Below an exhausitve list of supported data convertions.

### Python -> .Net

|Python                                  |.Net                     |
|----------------------------------------|-------------------------|
|datetime.datetime                       |DateTime                 |
|datetime.date                           |DateTime                 |
|datetime.timedelta                      |TimeSpan                 |
|datetime.time                           |TimeSpan                 |
|numpy.ndarray(dtype=bool_)              |bool[]                   |
|numpy.ndarray(dtype=int8)               |sbyte[]                  |
|numpy.ndarray(dtype=int16)              |short[]                  |
|numpy.ndarray(dtype=int32)              |int[]                    |
|numpy.ndarray(dtype=int64)              |long[]                   |
|numpy.ndarray(dtype=uint8)              |byte[]                   |
|numpy.ndarray(dtype=uint16)             |ushort[]                 |
|numpy.ndarray(dtype=uint32)             |uint[]                   |
|numpy.ndarray(dtype=uint64)             |ulong[]                  |
|numpy.ndarray(dtype=float32)            |float[]                  |
|numpy.ndarray(dtype=float64)            |double[]                 |
|numpy.ndarray(dtype=datetime64)         |DateTime[]               |
|numpy.ndarray(dtype=timedelta64)        |TimeSpan[]               |
|numpy.ndarray(dtype=str)                |string[]                 |
|pandas._libs.tslibs.timestamps.Timestamp|DateTime                 |
|pandas._libs.tslibs.timedeltas.TimeDelta|TimeSpan                 |
|pandas.core.series.Series               |Array                    |
|pandas.core.frame.DataFrame             |Dictionary[string, Array]|

### .Net -> Python

|.Net                     |Python                          |
|-------------------------|--------------------------------|
|DateTime                 |datetime.datetime               |
|TimeSpan                 |datetime.timedelta              |
|bool[]                   |numpy.ndarray(dtype=bool_)      |
|sbyte[]                  |numpy.ndarray(dtype=int8)       |
|short[]                  |numpy.ndarray(dtype=int16)      |
|int[]                    |numpy.ndarray(dtype=int32)      |
|long[]                   |numpy.ndarray(dtype=int64)      |
|byte[]                   |numpy.ndarray(dtype=uint8)      |
|ushort[]                 |numpy.ndarray(dtype=uint16)     |
|uint[]                   |numpy.ndarray(dtype=uint32)     |
|ulong[]                  |numpy.ndarray(dtype=uint64)     |
|float[]                  |numpy.ndarray(dtype=float32)    |
|double[]                 |numpy.ndarray(dtype=float64)    |
|DateTime[]               |numpy.ndarray(dtype=datetime64) |
|TimeSpan[]               |numpy.ndarray(dtype=timedelta64)|
|Dictionary[string, Array]|pandas.core.frame.DataFrame     |

## Contributing

Issue tracker: [https://github.com/fdieulle/pandasnet/issues](https://github.com/fdieulle/pandasnet/issues)

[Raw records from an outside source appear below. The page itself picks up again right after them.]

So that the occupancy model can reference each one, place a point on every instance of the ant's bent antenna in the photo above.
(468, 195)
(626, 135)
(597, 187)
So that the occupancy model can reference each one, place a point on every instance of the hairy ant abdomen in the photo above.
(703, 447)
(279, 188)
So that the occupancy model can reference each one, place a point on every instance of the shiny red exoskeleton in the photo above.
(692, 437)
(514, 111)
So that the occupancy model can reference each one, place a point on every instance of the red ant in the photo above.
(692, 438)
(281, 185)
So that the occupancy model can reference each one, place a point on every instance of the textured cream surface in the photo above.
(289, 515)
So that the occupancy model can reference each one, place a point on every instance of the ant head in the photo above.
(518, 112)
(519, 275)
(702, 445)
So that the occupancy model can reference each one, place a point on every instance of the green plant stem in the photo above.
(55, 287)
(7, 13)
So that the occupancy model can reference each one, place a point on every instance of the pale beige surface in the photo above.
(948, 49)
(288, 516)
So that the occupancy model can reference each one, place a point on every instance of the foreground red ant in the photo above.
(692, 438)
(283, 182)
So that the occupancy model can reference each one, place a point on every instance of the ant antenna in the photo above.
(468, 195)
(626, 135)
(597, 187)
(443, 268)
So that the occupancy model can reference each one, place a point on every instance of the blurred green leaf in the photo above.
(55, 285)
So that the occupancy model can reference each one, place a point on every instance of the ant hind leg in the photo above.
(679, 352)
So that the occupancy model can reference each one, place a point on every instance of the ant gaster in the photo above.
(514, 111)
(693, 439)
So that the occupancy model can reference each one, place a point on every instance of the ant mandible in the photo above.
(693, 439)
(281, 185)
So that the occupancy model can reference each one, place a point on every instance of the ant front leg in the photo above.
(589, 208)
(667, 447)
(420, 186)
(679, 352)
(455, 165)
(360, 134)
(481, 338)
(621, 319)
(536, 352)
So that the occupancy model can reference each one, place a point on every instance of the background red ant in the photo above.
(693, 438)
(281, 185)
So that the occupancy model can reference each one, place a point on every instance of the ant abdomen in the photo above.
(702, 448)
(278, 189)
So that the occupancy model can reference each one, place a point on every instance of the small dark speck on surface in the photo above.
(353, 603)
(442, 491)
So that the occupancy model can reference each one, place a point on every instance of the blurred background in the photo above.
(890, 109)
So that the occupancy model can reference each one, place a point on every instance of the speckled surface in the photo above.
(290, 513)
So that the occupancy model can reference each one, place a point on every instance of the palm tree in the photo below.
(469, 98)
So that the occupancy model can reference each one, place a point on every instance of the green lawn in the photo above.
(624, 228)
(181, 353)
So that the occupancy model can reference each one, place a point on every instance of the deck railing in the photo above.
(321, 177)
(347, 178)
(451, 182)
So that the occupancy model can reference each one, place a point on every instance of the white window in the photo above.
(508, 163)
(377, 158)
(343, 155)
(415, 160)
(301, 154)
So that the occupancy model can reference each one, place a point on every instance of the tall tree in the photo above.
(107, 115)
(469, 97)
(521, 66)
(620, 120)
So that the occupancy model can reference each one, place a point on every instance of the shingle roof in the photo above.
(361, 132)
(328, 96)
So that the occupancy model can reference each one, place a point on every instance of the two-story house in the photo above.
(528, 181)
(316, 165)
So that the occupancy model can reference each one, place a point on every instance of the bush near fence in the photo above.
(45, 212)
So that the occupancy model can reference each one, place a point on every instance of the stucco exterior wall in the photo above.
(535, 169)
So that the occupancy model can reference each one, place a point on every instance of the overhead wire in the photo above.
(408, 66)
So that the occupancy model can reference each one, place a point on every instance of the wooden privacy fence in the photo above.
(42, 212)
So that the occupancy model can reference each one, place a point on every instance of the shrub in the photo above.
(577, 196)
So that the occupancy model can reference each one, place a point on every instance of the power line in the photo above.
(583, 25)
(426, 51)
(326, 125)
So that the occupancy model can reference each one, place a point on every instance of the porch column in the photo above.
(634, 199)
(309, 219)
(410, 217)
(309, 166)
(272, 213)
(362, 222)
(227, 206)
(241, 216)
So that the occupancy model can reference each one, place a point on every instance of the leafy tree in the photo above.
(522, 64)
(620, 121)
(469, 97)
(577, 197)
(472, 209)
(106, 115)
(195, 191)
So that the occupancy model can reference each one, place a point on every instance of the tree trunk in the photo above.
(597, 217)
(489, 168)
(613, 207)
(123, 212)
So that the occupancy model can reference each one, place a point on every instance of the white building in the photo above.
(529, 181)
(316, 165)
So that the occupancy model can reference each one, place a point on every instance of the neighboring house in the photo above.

If you want to checkout the project and propose your own contribution, you will need to setup it following few steps:

### Create a virtual environment:

```
python -m venv venv
```

### Activate your virtual environment:

```
venv/Scripts/activate
```

### Install package dependencies

```
pip install -r requirements.txt
```

## License

This project is open source under the [MIT license](./LICENSE).